Museum Batu Tulis Bogor Gunakan Arsitektur Majapahit, Arkeolog: Tak Mencerminkan Khas Kasundaan Pajajaran!

24 Juli 2023, 22:45 WIB
Desain awal Museum Bumi Ageung Batutulis (BABT) Bogor.*/Dok. Pemkot Bogor /

KABAR PRIANGAN - Pemerintah Kota (Pemkot) Bogor berencana membangun Museum Batu Tulis di lokasi Prasasti Batu Tulis, Kota Bogor. Museum tersebut berisi Prasasti Batu Tulis dan penjelasan tentang sejarah Kerajaan Pajajaran.
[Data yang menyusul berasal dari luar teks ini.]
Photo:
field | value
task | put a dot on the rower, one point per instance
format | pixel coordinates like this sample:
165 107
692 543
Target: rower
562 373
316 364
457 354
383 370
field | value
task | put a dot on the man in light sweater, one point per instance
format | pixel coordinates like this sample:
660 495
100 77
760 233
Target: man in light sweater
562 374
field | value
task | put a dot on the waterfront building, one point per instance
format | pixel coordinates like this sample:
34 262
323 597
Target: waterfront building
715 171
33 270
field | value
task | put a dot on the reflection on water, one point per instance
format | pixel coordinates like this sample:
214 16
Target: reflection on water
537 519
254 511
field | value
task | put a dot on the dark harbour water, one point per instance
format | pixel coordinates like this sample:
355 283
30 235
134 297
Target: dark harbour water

Namun pembangunan Museum Batu Tulis yang diperkirakan akan menghabiskan dana Rp16 miliar tersebut menuai kontroversi akibat digunakannya arsitektur Majapahit sebagai referensi pada gambar desain.

Desain Museum Batu Tulis yang akan diberi nama Bumi Ageung Batu Tulis (BABT) disirkulasikan pada banyak komunitas sejarah, namun desain tersebut dianggap tidak mencerminkan khas Kasundaan Pajajaran oleh arkeolog, budayawan, dan sejarawan.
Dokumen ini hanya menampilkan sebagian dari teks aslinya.